Musicians Behind One of the Most Sampled Loops in History Have Finally Been Paid
The frontman of funk and soul group the Winstons has been given a cheque for £24,000 following a fundraising camping to ensure that the band were rewarded for creating one of the most sampled loops in musical history.
You might not have heard of the Winstons, but you’ll most definitely be familiar with a six-second drum solo from the band’s 1969 track “Amen Brother.”
Sampled hundreds of times, the groove forms the basis for a number of classic tracks including Oasis’ “D’You Know What I Mean?” and the Prodigy’s “Firestarter.” However, the Winstons had never seen a penny from its use until fans started a crowdfunding campaign to ensure that they received money for their influential work.

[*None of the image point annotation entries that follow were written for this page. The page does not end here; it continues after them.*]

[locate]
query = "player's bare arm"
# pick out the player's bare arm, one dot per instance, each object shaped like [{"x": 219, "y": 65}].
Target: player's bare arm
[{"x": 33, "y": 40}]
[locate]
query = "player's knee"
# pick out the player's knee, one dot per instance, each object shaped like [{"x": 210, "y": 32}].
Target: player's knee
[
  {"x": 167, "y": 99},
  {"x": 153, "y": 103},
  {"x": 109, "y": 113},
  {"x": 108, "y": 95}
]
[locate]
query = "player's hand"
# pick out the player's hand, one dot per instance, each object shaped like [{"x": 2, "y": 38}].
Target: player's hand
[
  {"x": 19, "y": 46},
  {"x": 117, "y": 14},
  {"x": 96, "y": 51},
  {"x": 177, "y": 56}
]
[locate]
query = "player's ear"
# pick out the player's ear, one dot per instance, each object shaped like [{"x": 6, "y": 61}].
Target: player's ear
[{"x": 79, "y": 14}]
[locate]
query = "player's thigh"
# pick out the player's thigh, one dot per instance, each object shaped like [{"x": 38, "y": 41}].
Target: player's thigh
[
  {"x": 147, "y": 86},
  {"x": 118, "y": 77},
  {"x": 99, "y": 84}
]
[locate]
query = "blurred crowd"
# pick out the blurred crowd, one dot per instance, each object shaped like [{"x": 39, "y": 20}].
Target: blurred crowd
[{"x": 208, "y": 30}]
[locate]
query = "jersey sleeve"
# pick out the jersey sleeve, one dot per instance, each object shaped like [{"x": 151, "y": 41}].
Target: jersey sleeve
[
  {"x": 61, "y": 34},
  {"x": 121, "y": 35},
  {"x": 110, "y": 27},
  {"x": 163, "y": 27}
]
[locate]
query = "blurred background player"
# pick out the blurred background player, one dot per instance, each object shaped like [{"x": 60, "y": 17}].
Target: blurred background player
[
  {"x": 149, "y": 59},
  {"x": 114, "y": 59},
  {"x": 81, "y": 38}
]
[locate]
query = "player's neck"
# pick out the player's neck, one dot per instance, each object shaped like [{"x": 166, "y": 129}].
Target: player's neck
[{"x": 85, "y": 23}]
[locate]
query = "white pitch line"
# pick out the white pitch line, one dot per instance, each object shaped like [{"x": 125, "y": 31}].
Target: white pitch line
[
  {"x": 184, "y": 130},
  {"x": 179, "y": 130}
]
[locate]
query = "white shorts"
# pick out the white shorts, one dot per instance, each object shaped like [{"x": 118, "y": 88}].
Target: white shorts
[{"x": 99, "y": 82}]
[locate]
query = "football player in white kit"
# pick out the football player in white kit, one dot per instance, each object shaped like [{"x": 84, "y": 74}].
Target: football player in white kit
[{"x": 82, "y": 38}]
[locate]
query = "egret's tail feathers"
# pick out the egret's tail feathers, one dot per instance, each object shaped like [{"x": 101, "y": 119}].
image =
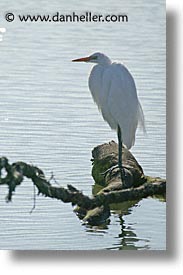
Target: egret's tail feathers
[{"x": 141, "y": 119}]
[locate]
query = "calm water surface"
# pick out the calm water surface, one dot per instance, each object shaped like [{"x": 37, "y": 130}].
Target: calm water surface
[{"x": 47, "y": 117}]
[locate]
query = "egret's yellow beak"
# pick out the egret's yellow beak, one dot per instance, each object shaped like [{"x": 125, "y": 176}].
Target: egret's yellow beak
[{"x": 83, "y": 59}]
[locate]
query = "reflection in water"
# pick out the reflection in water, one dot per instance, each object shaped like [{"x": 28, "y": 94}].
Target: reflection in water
[
  {"x": 48, "y": 118},
  {"x": 128, "y": 239},
  {"x": 2, "y": 30}
]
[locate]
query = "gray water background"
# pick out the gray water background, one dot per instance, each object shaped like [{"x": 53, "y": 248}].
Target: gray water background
[{"x": 48, "y": 118}]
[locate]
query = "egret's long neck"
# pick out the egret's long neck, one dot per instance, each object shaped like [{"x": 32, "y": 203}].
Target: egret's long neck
[{"x": 105, "y": 61}]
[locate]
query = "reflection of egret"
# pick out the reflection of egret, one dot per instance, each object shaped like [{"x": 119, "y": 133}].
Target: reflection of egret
[{"x": 113, "y": 89}]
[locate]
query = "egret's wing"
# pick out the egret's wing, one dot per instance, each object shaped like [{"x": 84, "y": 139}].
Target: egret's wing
[{"x": 122, "y": 100}]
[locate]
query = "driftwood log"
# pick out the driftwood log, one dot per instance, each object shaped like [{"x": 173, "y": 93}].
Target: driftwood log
[{"x": 95, "y": 209}]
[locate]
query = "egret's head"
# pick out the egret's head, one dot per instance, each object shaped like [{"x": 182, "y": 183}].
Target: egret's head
[{"x": 98, "y": 58}]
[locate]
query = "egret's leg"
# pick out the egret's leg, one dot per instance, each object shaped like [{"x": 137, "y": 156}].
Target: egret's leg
[{"x": 120, "y": 144}]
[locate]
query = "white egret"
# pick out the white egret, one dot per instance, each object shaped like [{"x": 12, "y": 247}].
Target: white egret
[{"x": 113, "y": 90}]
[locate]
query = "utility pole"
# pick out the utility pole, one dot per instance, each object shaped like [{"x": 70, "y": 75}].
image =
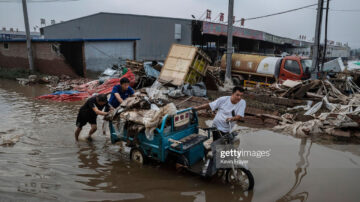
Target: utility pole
[
  {"x": 229, "y": 49},
  {"x": 316, "y": 47},
  {"x": 28, "y": 37},
  {"x": 326, "y": 29}
]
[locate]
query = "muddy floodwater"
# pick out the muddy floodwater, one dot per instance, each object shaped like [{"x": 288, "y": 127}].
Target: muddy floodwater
[{"x": 45, "y": 163}]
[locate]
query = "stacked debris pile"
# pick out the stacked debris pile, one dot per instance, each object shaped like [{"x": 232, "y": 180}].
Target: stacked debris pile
[
  {"x": 145, "y": 72},
  {"x": 67, "y": 84},
  {"x": 213, "y": 79},
  {"x": 139, "y": 114},
  {"x": 333, "y": 112},
  {"x": 35, "y": 79},
  {"x": 68, "y": 91}
]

British DJs Martyn Webster and Steve Theobald originally started the campaign with the intention of raising £1000. By the time the campaign closed in March of this year, they had raised £24,000
Thanking those who donated, Winstons main man Richard Spencer stated: “Thank you so much for this great contribution to my life. Thank you very, very much. A-men!”
The band were unaware of the song’s second life and US law states that any civil and criminal cases must be filed within 36 months of the song being sampled, meaning the band missed their brief window to benefit financially.
Having walked away from the music industry. Spencer was working in the transit industry when he first learned about the sampling. Gregory Coleman, the drummer who featured on the recording unfortunately died homeless.